5002 K-means Clustering Memo

K-means

First, we get a pre-defined parameter k. We make k random guesses of the mean point. Do iterations until the mean doesn’t change.

  • Assign each data point to the cluster whose mean is nearest
  • Calculate the mean of each cluster
  • Replace the cluster with a new mean

About the initialization of k-means

The popular way to initialize the starting mean is a random choice. The result depends on the initial guess, and a suboptimal result is possible, so we do several different starting points.

Disadvantages of k-means

  • Bad initial guess can lead to no points assigned to the cluster.
  • The value k is not user-friendly, cause we don’t know the number of clusters in the beginning.

Sequential k-means

To deal with data that comes at different times. We choose to update our mean point when a new data point is encountered.

Procedure

We set several initial guess points. We save variable n to represent the number of data points in the cluster(no mean point).
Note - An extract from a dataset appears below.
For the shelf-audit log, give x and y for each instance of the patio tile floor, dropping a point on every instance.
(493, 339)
Do iterations until interrupted:

  • Get the next data point
  • Find the closest mean point
  • Increment the number counter n
  • Replace the mean point by $m+(1/n)(x - m)$ (m for mean point and x for data point, n for counter)

How does this formula work

When data point t comes in, we get: $m_t = m_{t-1} + \frac 1 t (x - m_{t-1})$ Suppose $m_{t-1} = \sum_{1}^{t-1} x_i / (t - 1)$, We get :$m_{t-1} (t - 1) = \sum_{1}^{t-1} x_i$ $m_{t-1} (t - 1) + x_t = \sum_{1}^{t} x_i$ $m_{t-1} (t - 1)/t + x_t/t = m_t$ $m_t = m_{t-1}+ 1/t( x_t - m_{t-1})$

Forgetful Sequential K-means

Formula

$m_n = (1-a)^n m_0 + a\sum (1-a)^{n-k}x_k$ can be derived as: $m_{i+1} = m_i + a(x-m_i)$ a ranges from 1 to 0.